Unless… That roundness of her stomach wasn’t from fat accumulated due to access to good nutrition, the opposite of what black-banded were graced with.
“The Head of Labor,” she proudly stated. “He’s been my Match since I graduated school.”
I gagged. The broadcast in Ilasall had depicted Ardaton’s Head of Labor as a balding man in his sixties who boasted a belly so large it’d hung over his belt.
Kali laughed, the roar of her mirth so unhindered it coaxed my lips to curl. She was a fighter, through and through.
The female torturer scowled at Kali. “What’s so funny?”
She smiled. “The level of your stupidity.”
“Providing for the human race is not stupid.” Between her sputters, the woman accidentally brushed the bloody knife against her white tunic, ruining her pristine appearance, and her scowl widened my smile.
She was marking herself in a pattern I was going to carve into her flesh.
Slice by slice, I was going to flay her along the crimson smears decorating her clothing and then weave the strips of her skin into a rug. Laceration by laceration, I was going to gouge her muscles out. And minute by minute, I was going to enjoy her screams until the last one zapped down my spine in an electrifying pulse.

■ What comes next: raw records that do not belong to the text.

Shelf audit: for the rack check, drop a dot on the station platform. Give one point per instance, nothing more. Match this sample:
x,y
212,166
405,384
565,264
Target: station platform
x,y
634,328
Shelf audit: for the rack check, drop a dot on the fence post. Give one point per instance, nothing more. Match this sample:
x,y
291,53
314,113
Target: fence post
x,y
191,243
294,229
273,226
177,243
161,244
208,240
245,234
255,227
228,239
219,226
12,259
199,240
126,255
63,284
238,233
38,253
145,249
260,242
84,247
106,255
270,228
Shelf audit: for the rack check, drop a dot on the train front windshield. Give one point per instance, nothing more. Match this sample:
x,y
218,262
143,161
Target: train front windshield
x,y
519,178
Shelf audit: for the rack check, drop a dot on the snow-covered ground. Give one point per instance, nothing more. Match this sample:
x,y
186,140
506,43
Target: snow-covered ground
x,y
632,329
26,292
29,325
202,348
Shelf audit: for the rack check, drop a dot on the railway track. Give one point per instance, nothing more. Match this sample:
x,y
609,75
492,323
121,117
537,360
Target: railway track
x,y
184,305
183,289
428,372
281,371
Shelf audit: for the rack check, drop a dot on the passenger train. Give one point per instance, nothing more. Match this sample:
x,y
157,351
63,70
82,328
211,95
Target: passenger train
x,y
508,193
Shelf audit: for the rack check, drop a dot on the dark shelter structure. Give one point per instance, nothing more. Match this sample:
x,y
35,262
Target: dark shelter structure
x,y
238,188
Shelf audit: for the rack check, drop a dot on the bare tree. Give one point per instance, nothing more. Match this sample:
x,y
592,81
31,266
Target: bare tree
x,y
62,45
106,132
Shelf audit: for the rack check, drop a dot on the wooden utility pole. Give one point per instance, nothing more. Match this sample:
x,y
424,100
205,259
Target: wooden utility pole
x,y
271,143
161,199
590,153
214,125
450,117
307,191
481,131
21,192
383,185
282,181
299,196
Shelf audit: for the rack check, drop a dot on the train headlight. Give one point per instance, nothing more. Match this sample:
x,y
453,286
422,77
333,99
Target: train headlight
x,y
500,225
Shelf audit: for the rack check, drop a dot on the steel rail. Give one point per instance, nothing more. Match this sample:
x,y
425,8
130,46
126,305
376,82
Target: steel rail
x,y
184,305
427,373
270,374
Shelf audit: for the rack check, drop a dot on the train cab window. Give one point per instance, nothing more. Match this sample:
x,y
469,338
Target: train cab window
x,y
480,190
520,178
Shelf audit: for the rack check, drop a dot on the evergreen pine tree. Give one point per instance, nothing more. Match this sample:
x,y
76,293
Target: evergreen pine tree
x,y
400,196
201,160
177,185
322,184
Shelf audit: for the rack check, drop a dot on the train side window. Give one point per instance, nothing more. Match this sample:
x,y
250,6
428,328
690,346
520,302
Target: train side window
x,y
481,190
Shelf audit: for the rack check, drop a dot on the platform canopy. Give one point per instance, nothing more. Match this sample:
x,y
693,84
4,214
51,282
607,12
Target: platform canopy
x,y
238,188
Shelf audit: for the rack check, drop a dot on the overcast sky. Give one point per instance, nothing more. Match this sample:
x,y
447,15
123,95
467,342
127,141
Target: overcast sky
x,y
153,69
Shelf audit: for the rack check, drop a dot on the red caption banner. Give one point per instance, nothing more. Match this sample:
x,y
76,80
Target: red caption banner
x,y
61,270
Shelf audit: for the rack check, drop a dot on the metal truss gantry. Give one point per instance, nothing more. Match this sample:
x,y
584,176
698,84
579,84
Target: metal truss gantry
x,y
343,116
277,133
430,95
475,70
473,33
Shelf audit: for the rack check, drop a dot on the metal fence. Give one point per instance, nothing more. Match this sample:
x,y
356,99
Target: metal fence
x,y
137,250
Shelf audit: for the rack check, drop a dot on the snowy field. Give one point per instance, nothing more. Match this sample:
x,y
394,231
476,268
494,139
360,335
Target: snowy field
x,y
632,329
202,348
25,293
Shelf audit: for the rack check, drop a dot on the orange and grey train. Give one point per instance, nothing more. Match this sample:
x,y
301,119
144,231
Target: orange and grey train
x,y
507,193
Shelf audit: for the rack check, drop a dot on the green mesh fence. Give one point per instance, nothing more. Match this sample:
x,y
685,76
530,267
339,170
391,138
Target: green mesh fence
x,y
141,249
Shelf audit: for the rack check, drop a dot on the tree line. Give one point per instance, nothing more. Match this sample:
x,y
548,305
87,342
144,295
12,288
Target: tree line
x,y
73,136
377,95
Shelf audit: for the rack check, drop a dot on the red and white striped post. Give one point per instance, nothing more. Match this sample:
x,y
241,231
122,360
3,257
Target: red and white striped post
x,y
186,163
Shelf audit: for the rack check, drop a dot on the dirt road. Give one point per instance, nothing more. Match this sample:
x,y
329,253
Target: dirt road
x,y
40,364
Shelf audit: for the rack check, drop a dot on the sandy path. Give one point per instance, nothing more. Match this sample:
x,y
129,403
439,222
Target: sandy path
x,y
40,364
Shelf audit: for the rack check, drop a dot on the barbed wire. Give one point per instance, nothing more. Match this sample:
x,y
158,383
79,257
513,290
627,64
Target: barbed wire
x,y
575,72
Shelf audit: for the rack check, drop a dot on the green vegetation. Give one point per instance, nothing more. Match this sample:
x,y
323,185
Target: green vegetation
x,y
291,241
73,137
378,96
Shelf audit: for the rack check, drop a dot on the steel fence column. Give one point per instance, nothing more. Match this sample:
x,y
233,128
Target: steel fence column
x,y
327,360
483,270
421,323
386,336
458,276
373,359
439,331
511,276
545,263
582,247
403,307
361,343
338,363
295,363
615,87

Kali crinkled her nose. “But being okay with having no choices and allowing someone to fuck you at their disposal so they can climb the career ladder is.”
All three cities had established the motivational system long ago. The more babies the Match produced, the higher position the man could occupy in his chosen governmental division. An abhorrent practice, but effective, nevertheless.
Checking his wristwatch, the slender man crossed his ankles. “Can we speed this along? My lunch break is scheduled in less than half an hour. And we have…anotherto tend to.”